There was another contingent of residents arguing for the practicality of the Connolly petition in the face of developer and Chamber of Commerce fears.

John Massie, who works for an energy-efficiency company in Boston, said that in the past 18 months he has seen “thousands of people [locally] jumping at the chance to make their homes more energy efficient,” including an 800 percent increase in adoption of residential solar panels this summer over the same time last year. Sue Butler testified to being an early adopter in residential conservation and renewable energy who has turned the 13,000 square feet of property she owns and rents out a half-block from City Hall into a model of net-zero photovoltaic and geothermal energy generation. She said she’s paid $200 for electricity over the past four years.

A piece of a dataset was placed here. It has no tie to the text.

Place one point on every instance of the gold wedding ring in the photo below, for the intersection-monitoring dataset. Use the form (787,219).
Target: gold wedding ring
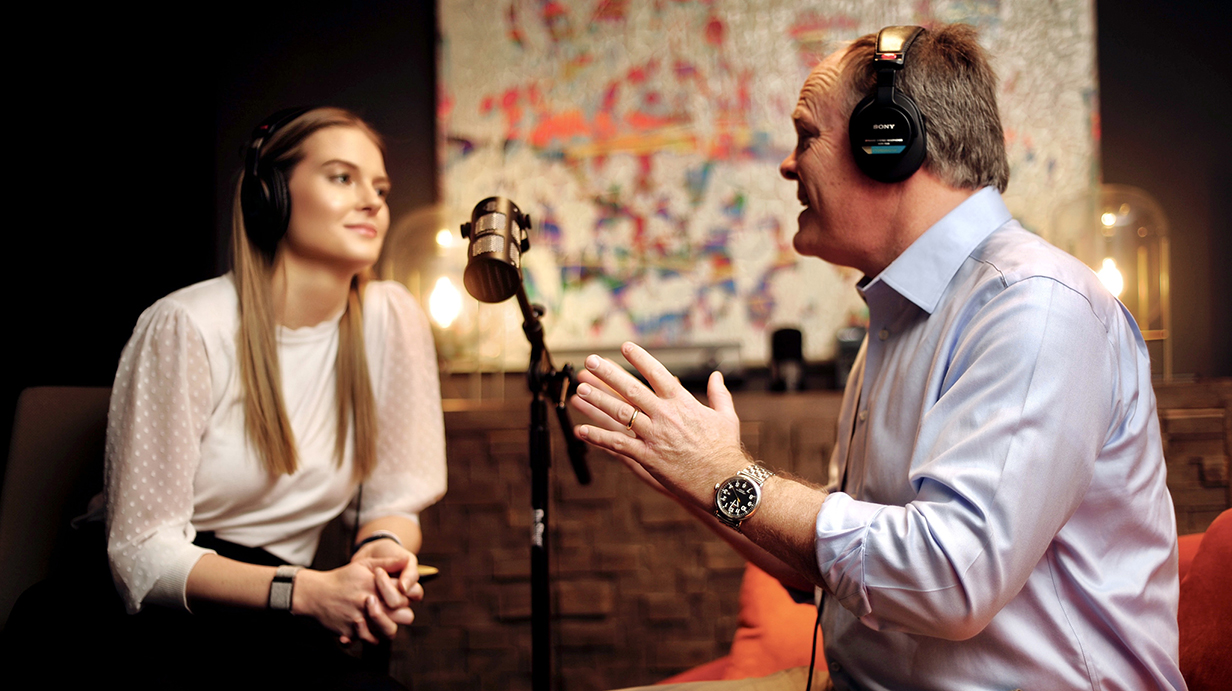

“If I can do this, you can too,” said Butler, who works part time as a nurse.

Ben Pignatelli, of the state’s Department of Energy Resources, assured the council and business community that the tax rolls in Cambridge will swell with net zero buildings, noting as an example studies showing homes heated with natural gas sell for $11 more a square foot that with traditional heating sources.

“More efficient buildings are worth more,” he said. “I say, take the builders who will build the way we want.”

Council candidate Nadeem Mazen said that speaking as a supporter of the net zero petition, there have been aspects of debate leading to this point that have left him “decidedly unpsyched” – namely that when proponents try to talk about the specifics of what’s proposed, the answers that come back have often been about completely different aspects of net zero. He asked that direct questions be answered directly to help refine the Connolly petition language into something better.

“This talk of [renewable energy certificates] and many of the other factors that would kill this initiative dead seem to be kind of a straw man argument used to shift attention away from what’s really being proposed,” Mazen said. The lopsided arguments have “made me feel like I’m on crazy pills here.”